もっとドキドキさせて


「怜、ちょっと来なさい」

話が出たのは突然だった。

お嬢様とかくれんぼをし終わって、長い廊下を歩いていたときのこと。
お嬢様のお父様に突然、呼び出された。

なにかよくないことをしてしまったかと思い、不安になりながら過去の記憶を振り返る。

「可恋と少し距離を置いてほしいんだ」

最初は何を言っているのかよく分からなかった。

距離を置く…?

「可恋もそろそろ年頃だ。まだ早いかもしれないが、徐々にお見合いの話も出てくるかもしれない。だから、君との距離が近いと縁談に影響してしまうかもしれない」

お父様は悪気がないかのように淡々と俺に告げた。

縁談は、家の存続に関わる重大なものだ。
そんな重大なことに悪い影響を与えてしまったら、お嬢様自身の将来が暗くなってしまうかもしれない。

お嬢様のことが好きだった。
ずっと一緒にいたかった。
だけど、未来のお嬢様が泣いている姿は見たくない。

「かしこまりました」
俺は静かに返事をした。

今後は、お嬢様に笑顔を向けないように。
個人的なことは話さないように。
なるべく事務的な執事に見られるように。

自分はお嬢様にどう見られても構わない。
お嬢様を守りたい一心だった。




お嬢様と距離を置くのは、初めは辛かった。

「怜!一緒にあそぼ…」

「申し訳ありません。

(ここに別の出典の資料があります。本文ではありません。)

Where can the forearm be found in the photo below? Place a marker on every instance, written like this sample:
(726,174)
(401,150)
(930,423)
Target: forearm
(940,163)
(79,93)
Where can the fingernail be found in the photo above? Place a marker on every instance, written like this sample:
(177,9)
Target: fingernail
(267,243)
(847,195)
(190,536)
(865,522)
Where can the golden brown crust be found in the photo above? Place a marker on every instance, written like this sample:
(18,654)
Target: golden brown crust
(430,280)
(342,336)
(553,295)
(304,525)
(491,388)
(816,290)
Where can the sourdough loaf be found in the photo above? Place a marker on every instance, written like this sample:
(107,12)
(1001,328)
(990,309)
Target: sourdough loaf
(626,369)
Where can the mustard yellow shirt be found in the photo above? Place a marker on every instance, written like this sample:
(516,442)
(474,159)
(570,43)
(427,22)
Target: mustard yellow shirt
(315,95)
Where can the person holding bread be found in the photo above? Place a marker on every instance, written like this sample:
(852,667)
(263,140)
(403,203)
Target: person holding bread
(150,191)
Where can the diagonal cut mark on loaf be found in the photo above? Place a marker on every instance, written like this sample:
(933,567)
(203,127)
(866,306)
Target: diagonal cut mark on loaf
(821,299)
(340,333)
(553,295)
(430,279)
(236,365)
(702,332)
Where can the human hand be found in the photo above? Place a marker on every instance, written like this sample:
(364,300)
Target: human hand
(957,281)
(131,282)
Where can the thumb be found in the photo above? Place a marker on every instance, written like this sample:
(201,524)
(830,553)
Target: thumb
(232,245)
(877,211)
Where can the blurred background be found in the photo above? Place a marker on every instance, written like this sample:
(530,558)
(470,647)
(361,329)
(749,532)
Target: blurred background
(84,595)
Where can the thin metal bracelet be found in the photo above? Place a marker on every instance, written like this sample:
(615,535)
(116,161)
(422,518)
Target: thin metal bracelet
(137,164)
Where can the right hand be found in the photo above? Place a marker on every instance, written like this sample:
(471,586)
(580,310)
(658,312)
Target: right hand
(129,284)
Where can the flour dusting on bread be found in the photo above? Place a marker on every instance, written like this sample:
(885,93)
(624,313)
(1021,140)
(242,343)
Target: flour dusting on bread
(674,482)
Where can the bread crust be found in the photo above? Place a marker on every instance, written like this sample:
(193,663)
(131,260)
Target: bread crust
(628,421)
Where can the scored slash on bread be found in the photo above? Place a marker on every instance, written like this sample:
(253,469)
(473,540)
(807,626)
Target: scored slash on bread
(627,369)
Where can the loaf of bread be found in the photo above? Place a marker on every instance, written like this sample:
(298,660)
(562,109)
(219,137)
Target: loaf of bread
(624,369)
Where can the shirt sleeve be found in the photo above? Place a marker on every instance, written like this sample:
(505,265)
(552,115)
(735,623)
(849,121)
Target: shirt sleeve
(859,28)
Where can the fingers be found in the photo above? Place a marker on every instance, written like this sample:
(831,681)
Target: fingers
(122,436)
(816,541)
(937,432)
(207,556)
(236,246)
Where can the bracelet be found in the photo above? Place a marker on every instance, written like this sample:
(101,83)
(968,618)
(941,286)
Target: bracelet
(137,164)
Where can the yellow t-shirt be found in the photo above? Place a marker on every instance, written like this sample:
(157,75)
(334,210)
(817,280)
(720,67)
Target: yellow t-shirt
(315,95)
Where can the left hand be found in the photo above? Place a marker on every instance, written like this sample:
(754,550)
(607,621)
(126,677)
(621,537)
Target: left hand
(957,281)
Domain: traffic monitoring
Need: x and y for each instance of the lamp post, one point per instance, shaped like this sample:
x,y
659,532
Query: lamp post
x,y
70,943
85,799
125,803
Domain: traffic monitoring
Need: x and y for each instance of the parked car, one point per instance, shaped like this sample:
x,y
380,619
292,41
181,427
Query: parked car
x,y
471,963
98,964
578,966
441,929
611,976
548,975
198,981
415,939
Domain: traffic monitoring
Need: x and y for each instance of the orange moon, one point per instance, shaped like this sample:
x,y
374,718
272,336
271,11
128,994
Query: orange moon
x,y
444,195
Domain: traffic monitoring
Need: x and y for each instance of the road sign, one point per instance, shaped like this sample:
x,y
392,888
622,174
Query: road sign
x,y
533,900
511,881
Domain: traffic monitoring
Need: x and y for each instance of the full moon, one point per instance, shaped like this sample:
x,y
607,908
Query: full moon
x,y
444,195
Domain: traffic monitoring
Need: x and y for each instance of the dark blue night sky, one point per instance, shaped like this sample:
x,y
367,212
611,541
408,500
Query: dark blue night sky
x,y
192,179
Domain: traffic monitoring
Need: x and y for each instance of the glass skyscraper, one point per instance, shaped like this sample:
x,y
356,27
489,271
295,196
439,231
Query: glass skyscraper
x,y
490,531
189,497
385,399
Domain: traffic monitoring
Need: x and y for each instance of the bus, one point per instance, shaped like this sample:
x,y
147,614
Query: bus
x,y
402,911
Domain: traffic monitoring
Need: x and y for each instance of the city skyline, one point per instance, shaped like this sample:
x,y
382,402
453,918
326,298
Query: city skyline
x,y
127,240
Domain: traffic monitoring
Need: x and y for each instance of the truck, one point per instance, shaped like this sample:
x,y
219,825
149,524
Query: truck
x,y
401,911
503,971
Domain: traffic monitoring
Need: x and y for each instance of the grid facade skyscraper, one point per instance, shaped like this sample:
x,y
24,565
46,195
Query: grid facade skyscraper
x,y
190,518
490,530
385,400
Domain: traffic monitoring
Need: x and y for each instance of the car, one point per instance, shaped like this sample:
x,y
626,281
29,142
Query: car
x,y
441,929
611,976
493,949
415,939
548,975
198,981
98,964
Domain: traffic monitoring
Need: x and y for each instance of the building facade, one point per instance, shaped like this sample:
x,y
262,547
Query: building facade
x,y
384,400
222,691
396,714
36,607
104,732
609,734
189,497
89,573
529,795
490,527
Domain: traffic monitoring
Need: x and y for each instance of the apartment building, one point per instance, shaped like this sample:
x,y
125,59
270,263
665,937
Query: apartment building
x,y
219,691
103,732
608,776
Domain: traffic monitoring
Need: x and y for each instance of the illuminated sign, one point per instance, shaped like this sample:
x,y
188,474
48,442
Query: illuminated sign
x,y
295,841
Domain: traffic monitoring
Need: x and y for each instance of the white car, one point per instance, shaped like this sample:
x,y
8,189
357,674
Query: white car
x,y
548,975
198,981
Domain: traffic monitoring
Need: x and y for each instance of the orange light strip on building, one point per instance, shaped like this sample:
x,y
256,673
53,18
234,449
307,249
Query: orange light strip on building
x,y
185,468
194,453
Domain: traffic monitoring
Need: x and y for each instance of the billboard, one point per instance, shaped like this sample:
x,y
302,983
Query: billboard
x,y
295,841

お仕事が残っておりますから…」

初めて、お嬢様との遊びを断ったことを今でも覚えている。
泣きそうな顔で困惑していた。

今すぐ「違うんだ」と言って誤解を解きたかった。
けど、事実を知ったらお嬢様は激怒して、お父様の言付けを破るだろう。

自分と関わることで「縁談に影響しないのか?」


…影響がないとは言い切れなかった。

うぬぼれかもしれないが、俺とお嬢様はかなり親密に時を過ごしていた。
それは、周りの人を寄せ付けないほどに。
この関係が、男女の関係に発展しないとは言い切れなかった。
いや、自分は男女の関係を望んでいた。

そんな人間がお嬢様と深く関わっていいわけがない。

頼むから、自分以外の人と仲良くなってくれ。
幸せにしてくれる人と出会ってくれ。

一緒にいたい気持ちと、お嬢様の相手は自分ではだめなんだ、という気持ちが相反する。
この気持ちを悟られないように、とにかくお嬢様には一定の距離を保つように意識していた。






そんな理性が、お嬢様の言動1つに破られる。